Secretary of State for Culture, Media, and Sport Lucy Frazer at Brisbane Road, home of Leyton Orient Football Club, London
Lucy Frazer wants to press the FA over its stance on trans players - PA Wire/Victoria Jones

The Football Association has been summoned by the Government to explain why it has not banned transgender women from the female game.

The England & Wales Cricket Board will also be held to account next month over its own policy governing those to have been through male puberty during a roundtable arranged by the Culture Secretary.

A day after Lucy Frazer urged the FA and ECB to seriously explore banning trans women from female-only competitions, Telegraph Sport can reveal she has written to sporting bodies asking them to attend a roundtable on April 15 to discuss their approaches to the safeguarding of women and girls in competitive sport at all levels.

She wrote: “This should be a primary consideration for governing bodies. Many sports have taken steps at the elite level to embed these principles in their guidance, but it’s also important that we come together to discuss how these policies are being implemented at the grassroots level.”

Frazer also wrote separately to Sharron Davies, a leading voice in the campaign to ban trans women from female-only sport, following a letter from the swimming icon to the Culture Secretary raising concerns about the issue.

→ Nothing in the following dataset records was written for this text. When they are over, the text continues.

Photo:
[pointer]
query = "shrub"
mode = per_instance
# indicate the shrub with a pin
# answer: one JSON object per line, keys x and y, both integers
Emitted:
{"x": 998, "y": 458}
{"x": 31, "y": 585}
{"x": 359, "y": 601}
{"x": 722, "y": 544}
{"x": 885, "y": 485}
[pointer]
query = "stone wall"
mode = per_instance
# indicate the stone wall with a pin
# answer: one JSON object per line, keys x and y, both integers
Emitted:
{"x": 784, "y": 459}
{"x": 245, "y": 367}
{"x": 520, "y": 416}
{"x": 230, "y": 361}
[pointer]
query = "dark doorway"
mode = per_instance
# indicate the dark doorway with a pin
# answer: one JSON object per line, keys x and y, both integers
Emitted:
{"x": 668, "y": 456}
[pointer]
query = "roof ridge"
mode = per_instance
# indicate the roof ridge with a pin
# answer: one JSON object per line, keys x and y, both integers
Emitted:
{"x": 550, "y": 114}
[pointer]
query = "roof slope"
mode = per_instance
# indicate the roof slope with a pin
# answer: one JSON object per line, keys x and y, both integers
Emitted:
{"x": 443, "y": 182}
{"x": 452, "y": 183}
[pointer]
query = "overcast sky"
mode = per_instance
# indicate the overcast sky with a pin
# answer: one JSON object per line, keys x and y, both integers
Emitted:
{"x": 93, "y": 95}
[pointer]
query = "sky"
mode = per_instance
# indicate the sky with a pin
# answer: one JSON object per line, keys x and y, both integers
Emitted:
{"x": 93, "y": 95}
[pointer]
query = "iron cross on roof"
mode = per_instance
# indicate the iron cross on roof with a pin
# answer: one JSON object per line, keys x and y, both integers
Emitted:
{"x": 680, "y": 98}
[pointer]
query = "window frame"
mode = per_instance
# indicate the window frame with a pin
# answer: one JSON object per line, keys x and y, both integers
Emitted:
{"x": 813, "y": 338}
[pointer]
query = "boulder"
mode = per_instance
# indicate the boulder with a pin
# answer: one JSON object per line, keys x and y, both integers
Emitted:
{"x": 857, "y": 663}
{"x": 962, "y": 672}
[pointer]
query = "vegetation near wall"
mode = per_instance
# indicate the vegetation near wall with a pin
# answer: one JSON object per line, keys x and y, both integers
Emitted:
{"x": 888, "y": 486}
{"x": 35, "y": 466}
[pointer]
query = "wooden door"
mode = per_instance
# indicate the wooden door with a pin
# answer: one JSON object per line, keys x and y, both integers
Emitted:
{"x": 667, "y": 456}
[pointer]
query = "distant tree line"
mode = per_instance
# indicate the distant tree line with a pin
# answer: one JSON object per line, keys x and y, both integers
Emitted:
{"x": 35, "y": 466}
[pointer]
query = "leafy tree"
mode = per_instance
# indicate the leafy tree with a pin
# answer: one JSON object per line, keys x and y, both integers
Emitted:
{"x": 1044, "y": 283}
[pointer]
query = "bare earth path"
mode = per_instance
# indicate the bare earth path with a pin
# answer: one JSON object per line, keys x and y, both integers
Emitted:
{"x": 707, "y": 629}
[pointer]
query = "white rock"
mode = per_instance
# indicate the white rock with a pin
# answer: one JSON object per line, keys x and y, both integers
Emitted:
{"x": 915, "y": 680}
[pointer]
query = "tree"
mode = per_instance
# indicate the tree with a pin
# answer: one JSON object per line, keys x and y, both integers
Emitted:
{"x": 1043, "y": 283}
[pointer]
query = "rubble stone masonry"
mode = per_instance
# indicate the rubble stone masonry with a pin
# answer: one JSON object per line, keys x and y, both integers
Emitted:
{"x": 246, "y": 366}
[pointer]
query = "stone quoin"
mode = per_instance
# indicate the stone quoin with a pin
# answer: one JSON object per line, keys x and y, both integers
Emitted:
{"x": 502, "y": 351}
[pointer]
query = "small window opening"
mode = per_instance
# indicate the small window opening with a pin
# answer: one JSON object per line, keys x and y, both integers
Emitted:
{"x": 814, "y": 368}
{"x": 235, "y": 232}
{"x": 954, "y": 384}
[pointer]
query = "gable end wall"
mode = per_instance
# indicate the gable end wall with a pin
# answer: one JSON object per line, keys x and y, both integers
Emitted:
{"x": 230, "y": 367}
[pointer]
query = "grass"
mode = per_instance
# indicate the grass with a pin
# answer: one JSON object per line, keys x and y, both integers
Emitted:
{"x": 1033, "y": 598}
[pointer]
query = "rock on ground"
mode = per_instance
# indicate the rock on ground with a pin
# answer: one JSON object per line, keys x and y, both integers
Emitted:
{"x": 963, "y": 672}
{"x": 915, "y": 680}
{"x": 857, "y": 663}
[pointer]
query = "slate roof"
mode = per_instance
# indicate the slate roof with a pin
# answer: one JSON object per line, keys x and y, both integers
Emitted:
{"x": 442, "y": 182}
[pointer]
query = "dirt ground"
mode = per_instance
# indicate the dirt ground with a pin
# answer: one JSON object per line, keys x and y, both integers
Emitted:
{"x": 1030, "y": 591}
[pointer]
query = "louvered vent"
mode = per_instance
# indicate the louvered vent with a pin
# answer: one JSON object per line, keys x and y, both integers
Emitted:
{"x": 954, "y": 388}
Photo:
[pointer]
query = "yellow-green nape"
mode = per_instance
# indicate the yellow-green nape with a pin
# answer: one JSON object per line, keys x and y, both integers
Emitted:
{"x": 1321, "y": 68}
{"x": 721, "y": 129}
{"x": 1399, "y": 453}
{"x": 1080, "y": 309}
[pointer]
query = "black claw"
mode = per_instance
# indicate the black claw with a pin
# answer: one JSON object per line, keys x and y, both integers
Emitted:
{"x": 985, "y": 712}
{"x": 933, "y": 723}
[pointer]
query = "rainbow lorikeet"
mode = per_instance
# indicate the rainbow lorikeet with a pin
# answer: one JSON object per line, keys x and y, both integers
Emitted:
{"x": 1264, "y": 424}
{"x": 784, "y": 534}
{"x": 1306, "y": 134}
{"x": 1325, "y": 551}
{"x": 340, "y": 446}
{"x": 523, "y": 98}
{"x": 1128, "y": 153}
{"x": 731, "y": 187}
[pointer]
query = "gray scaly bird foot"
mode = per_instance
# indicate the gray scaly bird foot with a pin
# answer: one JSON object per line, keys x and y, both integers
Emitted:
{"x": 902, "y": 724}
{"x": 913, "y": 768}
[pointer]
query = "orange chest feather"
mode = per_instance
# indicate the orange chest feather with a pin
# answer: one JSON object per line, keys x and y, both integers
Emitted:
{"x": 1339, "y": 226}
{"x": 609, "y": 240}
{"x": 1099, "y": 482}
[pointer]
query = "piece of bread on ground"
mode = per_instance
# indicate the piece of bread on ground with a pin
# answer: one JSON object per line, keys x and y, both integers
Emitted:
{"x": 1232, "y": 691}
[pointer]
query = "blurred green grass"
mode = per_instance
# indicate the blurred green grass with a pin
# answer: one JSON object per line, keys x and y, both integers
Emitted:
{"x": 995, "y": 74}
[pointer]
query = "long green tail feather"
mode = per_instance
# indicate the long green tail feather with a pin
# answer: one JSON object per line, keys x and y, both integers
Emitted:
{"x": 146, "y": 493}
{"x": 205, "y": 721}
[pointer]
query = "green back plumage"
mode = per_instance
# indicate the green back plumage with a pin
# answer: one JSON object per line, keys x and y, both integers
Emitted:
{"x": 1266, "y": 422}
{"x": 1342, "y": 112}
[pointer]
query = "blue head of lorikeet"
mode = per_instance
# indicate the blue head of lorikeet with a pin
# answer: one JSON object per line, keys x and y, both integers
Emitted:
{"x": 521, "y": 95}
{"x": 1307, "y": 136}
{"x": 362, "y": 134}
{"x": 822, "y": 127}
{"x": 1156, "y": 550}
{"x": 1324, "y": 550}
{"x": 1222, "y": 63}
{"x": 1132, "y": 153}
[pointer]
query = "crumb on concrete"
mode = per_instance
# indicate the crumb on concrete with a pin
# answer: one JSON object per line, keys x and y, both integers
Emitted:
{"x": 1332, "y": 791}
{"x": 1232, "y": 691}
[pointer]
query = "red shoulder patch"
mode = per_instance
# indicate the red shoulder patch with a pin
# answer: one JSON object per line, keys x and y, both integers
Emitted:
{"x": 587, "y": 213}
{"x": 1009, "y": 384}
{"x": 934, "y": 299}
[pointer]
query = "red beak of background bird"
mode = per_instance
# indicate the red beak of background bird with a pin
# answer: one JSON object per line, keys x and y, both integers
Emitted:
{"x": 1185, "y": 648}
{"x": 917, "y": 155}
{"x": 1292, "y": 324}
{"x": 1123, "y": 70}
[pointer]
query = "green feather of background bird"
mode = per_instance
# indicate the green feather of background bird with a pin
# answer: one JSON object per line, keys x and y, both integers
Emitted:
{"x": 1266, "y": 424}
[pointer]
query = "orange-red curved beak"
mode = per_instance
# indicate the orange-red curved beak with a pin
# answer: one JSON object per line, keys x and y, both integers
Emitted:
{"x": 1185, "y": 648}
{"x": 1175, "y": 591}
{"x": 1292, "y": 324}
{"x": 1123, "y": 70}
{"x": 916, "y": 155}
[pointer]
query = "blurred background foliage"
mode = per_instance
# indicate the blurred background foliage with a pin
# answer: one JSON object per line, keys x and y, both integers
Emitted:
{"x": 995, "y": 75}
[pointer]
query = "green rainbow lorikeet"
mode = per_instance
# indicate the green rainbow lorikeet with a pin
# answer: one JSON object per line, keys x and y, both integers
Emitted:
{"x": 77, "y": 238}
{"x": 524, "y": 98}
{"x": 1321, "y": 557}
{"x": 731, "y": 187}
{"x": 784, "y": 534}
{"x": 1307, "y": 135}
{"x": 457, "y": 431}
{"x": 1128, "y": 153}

“In August, my department published an updated sport strategy, which was clear and unambiguous on this issue,” Frazer wrote.

“Attempts at trans inclusion cannot come at the cost of competitive fairness and the safety of women and girls. And it is not possible to reconcile self-identification with competitive fairness and safety in every sport, especially where those born male have a physical advantage. This is common sense, and it is government policy. We have consistently pressed national governing bodies to prioritise common sense policies that reflect our position.”

Those invited to next month’s roundtable include sporting bodies that have updated their trans guidance, such as Swim England and British Cycling, as well as those still reviewing their policies, such as the FA, ECB and England Netball.

The transgender policies of both the FA and the ECB have long been under review, with both bodies currently allowing trans women to compete with women subject to certain criteria.

In football, players must show their testosterone levels are “within natal female range for an appropriate length of time so as to minimise any potential advantage”.

The ECB’s guidance currently allows trans women to compete in female competition, saying players should be accepted in the gender with which they identify, albeit with written clearance required in elite competition.